File metadata and controls

101 lines (78 loc) · 5.03 KB

Setup instructions

We use tox and pyenv to manage developing and testing tempo across multiple Python versions and PySpark versions. tox is a testing tool that helps you automate and standardize testing in Python across multiple environments. pyenv allows you to manage multiple versions of Python on your computer and easily switch between them.

Pyenv setup

Since tox supports creating virtual environments using multiple Python versions, it is recommended to use pyenv to manage Python versions on your computer. pyenv does not install via pip on all platforms, so see the pyenv documentation for installation instructions. Be sure to carefully follow the instructions to configure your shell environment to use pyenv, otherwise subsequent commands will not work as intended.

Use pyenv to install the following Python versions for testing.
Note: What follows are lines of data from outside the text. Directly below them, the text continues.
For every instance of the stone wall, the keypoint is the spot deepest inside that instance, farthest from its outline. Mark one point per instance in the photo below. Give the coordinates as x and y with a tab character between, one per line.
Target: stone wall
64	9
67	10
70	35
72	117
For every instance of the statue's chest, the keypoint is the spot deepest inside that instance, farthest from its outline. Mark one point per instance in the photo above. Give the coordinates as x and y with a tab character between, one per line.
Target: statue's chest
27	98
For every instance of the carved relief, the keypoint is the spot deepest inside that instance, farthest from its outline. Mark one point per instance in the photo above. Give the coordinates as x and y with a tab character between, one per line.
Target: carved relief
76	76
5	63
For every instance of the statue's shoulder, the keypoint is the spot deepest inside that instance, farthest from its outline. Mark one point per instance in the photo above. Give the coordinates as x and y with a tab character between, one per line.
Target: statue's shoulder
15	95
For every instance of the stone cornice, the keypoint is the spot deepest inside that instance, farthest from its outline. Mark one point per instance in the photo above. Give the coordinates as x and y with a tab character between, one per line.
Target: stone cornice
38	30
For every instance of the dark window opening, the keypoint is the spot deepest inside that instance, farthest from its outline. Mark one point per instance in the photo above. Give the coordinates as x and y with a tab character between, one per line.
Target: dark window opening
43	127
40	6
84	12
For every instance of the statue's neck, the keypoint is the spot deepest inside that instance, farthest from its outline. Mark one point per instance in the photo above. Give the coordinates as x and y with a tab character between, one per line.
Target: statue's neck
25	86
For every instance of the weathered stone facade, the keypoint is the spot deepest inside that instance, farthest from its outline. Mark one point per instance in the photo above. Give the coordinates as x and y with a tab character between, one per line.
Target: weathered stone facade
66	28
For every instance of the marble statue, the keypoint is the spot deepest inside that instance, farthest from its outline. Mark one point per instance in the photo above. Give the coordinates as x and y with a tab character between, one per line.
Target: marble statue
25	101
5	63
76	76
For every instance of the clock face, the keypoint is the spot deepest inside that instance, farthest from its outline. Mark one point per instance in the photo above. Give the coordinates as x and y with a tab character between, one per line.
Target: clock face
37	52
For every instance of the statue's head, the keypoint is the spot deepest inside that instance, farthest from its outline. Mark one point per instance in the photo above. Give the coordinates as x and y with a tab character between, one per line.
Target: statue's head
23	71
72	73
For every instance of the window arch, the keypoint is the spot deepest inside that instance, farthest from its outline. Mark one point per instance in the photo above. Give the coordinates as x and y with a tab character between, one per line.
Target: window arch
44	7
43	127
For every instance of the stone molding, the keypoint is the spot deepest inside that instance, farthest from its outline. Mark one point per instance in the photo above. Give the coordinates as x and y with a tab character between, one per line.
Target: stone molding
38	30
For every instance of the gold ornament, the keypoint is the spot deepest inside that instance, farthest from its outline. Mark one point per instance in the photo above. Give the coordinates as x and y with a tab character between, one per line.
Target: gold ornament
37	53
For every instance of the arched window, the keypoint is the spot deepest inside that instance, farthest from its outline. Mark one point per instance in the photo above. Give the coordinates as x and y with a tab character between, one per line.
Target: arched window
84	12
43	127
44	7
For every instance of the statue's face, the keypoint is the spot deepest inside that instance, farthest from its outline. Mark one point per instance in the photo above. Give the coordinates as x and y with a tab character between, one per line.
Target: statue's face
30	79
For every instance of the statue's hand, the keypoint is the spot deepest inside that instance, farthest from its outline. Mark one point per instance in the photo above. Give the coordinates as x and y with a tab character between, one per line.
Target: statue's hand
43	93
pyenv install 3.8 3.9 3.10

You will probably want to set one of these versions as your global Python version. This will be the version of Python that is used when you run python commands in your terminal. For example, to set Python 3.9 as your global Python version, run the following command:

pyenv global 3.10

Within the tempo/python folder, run the below command to create a .python-version file that will tell pyenv which Python version to use when running commands in this directory:

pyenv local 3.8 3.9 3.10

This allows tox to create virtual environments using any of the Python versions listed in the .python-version file.

Tox setup

Install tox:

pip install -U tox

A brief description of each managed tox environment can be found by running tox list or in the tox.ini file.
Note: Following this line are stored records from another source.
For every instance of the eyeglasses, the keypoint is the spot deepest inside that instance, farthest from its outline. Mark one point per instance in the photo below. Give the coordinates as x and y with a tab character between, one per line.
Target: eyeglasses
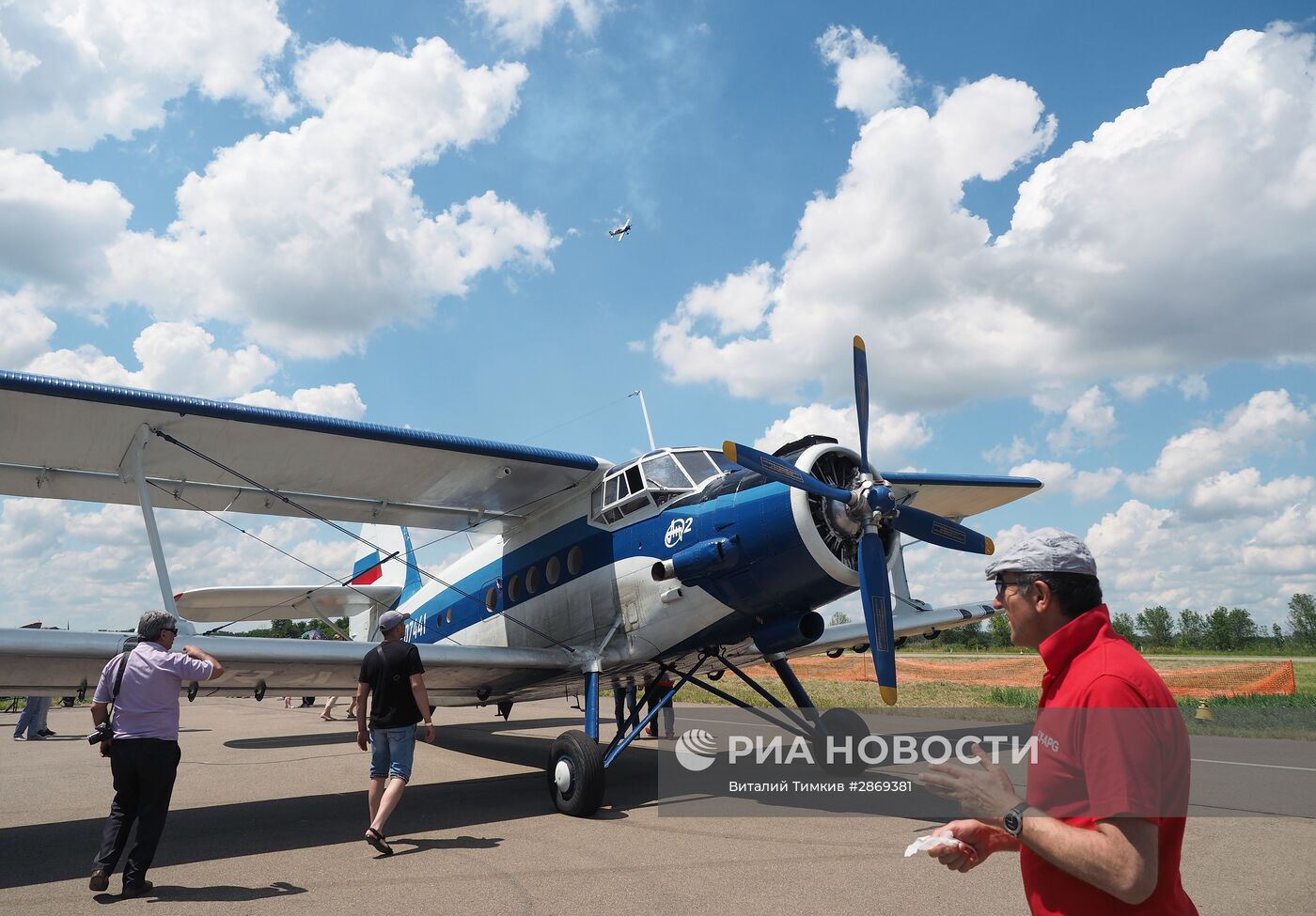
1002	584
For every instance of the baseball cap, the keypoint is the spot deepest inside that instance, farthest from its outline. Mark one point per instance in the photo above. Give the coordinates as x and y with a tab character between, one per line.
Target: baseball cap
390	619
1045	551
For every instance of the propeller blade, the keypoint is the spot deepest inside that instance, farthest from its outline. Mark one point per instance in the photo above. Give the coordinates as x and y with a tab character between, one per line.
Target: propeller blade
875	595
782	472
943	532
861	399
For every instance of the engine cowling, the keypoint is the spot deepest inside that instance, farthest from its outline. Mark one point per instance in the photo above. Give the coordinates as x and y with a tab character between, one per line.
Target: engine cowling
825	528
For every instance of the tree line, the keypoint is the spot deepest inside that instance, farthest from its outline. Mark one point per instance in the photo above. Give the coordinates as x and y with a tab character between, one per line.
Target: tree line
293	629
1223	629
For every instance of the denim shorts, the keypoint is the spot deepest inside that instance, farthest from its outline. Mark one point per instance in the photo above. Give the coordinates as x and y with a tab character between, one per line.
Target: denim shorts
392	751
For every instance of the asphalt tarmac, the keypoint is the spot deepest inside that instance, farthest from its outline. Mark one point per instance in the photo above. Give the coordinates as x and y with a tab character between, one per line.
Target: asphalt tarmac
270	807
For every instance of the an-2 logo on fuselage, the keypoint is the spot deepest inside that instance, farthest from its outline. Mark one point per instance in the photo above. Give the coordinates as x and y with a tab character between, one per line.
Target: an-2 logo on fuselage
678	529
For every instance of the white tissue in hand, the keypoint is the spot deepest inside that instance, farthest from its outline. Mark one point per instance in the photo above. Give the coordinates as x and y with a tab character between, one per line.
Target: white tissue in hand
931	841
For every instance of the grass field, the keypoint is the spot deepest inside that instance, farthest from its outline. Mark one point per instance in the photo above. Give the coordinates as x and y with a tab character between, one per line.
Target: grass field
1257	716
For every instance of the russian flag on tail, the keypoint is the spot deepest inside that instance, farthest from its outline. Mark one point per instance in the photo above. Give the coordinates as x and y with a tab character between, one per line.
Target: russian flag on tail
368	568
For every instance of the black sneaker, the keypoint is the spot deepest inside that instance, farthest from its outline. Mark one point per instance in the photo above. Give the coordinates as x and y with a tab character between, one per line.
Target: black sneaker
137	890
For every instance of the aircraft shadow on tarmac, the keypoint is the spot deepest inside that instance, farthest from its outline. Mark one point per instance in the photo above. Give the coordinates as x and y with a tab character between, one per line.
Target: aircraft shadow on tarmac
43	853
216	893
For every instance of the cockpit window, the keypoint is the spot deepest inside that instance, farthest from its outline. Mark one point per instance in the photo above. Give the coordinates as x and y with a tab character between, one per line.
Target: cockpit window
664	473
697	465
653	481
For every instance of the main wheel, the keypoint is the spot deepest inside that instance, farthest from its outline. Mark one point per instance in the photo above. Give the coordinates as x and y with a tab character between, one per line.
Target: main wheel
575	774
841	724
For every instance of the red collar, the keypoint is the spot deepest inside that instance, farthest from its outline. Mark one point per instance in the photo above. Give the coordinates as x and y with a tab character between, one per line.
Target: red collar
1059	647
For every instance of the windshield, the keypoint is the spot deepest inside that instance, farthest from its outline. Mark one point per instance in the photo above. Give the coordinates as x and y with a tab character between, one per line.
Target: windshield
653	481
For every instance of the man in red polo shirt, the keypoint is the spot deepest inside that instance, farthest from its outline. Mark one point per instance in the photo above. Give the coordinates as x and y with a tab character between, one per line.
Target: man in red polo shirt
1102	830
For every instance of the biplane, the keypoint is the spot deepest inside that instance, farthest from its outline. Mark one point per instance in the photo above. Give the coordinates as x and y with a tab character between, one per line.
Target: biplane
687	561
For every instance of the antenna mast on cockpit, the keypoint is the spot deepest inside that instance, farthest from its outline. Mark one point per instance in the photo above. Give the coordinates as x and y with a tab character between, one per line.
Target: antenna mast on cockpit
648	426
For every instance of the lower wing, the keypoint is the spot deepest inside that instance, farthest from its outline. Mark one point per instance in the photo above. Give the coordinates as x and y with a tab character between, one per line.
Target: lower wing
63	662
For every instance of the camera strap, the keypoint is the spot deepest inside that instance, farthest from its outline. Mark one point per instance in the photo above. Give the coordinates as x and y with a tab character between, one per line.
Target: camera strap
118	678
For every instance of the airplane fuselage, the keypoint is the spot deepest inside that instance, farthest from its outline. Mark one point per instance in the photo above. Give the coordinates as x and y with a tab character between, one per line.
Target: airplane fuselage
566	578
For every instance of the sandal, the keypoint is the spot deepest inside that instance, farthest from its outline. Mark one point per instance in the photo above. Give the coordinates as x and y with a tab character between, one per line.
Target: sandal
378	840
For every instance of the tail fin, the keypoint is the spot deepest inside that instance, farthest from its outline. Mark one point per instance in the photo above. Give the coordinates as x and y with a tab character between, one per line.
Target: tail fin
387	560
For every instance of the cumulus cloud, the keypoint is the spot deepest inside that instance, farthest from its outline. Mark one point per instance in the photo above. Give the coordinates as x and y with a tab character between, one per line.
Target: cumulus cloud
1009	454
1269	423
24	329
1131	253
311	239
1061	476
53	230
522	23
332	400
74	71
1233	494
1154	555
885	250
734	304
178	358
1089	420
869	76
891	436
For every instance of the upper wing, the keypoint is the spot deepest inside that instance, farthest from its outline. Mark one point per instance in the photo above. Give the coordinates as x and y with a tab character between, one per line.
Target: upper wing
287	601
904	623
70	440
61	662
958	495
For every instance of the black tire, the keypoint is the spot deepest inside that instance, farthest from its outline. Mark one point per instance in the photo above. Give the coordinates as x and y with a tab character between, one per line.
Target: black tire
581	788
841	722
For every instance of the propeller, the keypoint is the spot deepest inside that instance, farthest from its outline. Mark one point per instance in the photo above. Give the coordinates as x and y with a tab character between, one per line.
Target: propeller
870	503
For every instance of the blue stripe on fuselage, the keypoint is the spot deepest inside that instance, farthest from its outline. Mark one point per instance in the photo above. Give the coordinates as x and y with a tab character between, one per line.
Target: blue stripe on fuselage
776	577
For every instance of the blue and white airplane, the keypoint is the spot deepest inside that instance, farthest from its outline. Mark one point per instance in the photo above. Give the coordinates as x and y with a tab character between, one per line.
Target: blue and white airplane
682	560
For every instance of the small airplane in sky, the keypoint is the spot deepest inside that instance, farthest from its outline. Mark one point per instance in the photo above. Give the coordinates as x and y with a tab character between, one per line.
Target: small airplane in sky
620	232
683	560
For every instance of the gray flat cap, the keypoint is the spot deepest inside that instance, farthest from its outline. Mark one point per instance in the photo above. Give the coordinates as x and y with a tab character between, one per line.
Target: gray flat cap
1045	551
390	619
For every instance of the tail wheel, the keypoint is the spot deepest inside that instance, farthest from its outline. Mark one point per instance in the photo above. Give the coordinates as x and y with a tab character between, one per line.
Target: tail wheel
575	774
842	724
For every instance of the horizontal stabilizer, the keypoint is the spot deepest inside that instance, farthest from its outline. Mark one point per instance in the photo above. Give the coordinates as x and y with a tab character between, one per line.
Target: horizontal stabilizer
905	621
282	601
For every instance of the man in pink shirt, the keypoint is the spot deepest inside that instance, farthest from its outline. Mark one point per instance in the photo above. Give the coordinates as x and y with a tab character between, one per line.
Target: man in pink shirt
144	751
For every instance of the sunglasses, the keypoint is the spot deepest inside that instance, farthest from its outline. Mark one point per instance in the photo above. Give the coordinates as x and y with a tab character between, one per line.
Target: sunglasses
1002	584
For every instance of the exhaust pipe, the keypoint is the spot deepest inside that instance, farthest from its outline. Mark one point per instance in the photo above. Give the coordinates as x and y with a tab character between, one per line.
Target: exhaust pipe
786	633
700	561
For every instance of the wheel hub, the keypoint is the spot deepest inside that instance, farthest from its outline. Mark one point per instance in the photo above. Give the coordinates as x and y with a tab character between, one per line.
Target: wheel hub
562	775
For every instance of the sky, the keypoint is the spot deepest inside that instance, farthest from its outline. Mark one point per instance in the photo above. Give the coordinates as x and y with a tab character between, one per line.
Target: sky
1079	243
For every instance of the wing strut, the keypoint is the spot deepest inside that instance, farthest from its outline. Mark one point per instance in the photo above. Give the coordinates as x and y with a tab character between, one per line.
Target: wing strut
134	472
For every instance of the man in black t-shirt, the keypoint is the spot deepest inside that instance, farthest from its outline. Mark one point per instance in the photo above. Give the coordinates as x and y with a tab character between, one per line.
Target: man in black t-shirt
391	678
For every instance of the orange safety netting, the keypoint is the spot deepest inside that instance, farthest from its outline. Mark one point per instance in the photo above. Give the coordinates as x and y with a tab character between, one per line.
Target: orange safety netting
1026	672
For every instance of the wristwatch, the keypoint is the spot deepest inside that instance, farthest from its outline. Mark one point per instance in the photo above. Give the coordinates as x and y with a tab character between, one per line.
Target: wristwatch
1013	819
Create a development environment

Run the following command in your terminal to create a virtual environment in the .venv folder:

tox --devenv .venv -e {environment-name}

The —devenv flag tells tox to create a development environment, and .venv is the folder where the virtual environment will be created.

Environments we test

The environments we test against are defined within the tox.ini file, and the requirements for those environments are stored in python/tests/requirements. The makeup of these environments is inspired by the Databricks Runtime (hence the naming convention), but it's important to note that developing Databricks is not a requirement. We're simply mimicking some of the different runtime versions because (a) we recognize that much of the user base uses tempo on Databricks and (b) it saves development time spent trying to build out test environments with different versions of Python and PySpark from scratch.

Run tests locally for one or more environments

You can run tests locally for one or more environments defined enviornments without setting up a development environment first.

To run tests for a single environment, use the -e flag followed by the environment name:

tox -e {environment-name}

To run tests for multiple environments, specify the environment names separated by commas:

tox -e {environment-name1, environment-name2, etc.}

This will run tests for all listed environments.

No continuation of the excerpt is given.